Exchange of Earth for Heaven – Charles Spurgeon

HAVE you ever visited the hospital, and sat by the side of the poor Christian woman who has lain upon that bed for months—her hearing almost gone, her sight failing, scarcely able to breathe, palpitation of the heart, life a protracted agony? Oh! what a change from the bed of languishing to the throne of God! What a difference between that hospital, with its sounds of sickness and of sorrow, and yonder new Jerusalem and the shout of them that triumph, the song of them that feast! What an escape from the dying bed to the living glory—from the glazing eye, and the wasting frame, and the cold death-sweat, to the glory which excels, and the harps of angels, and the songs of the glorified! What a change, too, for some of the poor, for some of you sons of poverty who are here this morning, from that hard work which scarcely knows a pause, from those weary fingers, and that flying needle, and that palpitating heart; from that sleep which gives but little rest, because the toil begins so soon that it seems to pervade and injure the sleep itself. What an exchange from that naked room, that unfurnished table! that cup which, so far from running over, you find it difficult to fill! from all those various pains and woes that poverty is heir to, to the wealth and happiness of paradise!

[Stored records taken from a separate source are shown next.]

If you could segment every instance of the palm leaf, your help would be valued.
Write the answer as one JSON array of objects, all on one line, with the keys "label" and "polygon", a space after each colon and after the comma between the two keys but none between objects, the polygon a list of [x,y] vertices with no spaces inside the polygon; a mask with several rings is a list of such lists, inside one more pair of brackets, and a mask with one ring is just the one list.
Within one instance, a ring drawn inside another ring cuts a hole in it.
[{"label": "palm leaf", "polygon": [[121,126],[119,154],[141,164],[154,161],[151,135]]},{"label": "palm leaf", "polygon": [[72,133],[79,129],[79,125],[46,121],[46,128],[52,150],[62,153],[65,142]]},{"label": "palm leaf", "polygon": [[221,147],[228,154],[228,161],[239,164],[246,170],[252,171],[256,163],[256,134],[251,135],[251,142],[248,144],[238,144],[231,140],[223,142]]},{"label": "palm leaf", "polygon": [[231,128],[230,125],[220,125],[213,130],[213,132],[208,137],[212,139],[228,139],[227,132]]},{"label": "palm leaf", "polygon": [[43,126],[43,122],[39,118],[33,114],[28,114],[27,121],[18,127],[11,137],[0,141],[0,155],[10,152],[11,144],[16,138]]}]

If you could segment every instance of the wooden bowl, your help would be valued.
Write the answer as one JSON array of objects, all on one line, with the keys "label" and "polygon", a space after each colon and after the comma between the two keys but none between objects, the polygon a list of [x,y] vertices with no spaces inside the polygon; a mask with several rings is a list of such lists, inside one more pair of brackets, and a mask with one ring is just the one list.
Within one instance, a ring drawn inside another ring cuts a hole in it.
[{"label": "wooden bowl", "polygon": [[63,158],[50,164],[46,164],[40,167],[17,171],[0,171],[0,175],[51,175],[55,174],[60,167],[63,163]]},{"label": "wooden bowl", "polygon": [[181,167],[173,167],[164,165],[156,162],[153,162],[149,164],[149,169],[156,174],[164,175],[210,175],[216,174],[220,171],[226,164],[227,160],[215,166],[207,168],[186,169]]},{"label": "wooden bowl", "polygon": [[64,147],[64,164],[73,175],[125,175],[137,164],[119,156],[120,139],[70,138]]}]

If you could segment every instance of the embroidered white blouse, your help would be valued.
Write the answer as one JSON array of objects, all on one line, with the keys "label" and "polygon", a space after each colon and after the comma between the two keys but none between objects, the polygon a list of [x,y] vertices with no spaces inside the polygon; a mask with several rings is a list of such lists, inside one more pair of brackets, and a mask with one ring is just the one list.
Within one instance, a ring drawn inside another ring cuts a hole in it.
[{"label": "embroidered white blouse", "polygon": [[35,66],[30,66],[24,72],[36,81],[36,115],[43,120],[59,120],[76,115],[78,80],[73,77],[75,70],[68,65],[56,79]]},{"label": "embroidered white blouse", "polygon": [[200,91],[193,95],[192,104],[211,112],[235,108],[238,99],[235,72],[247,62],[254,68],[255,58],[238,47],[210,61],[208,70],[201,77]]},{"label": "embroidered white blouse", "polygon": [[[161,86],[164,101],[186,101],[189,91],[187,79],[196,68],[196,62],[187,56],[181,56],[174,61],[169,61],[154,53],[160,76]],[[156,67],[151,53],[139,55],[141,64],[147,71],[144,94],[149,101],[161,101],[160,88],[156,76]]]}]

What a change for you to the mansions of the blessed, and the crowns of immortality, and the company of the princes of the blood royal, with whom you shall dwell forever! And what a change, again, for the persecuted! I know how a father’s angry word breaks your heart, and how a husband’s cruel remarks grieve you; but you shall soon escape from it all. The jeer of the workshop sometimes reminds you of the cruel mockings you have often read of. What a change for you to be in sweet company, where friends shall cheer and make you glad! My brethren, what a leap it must have been for the martyrs, right away from their stakes to their thrones! What a change for the men who rotted in dungeons until the moss grew on their eyelids, to the immortal beauty of the fairest of the fair, midst the bright ones doubly bright! What a change!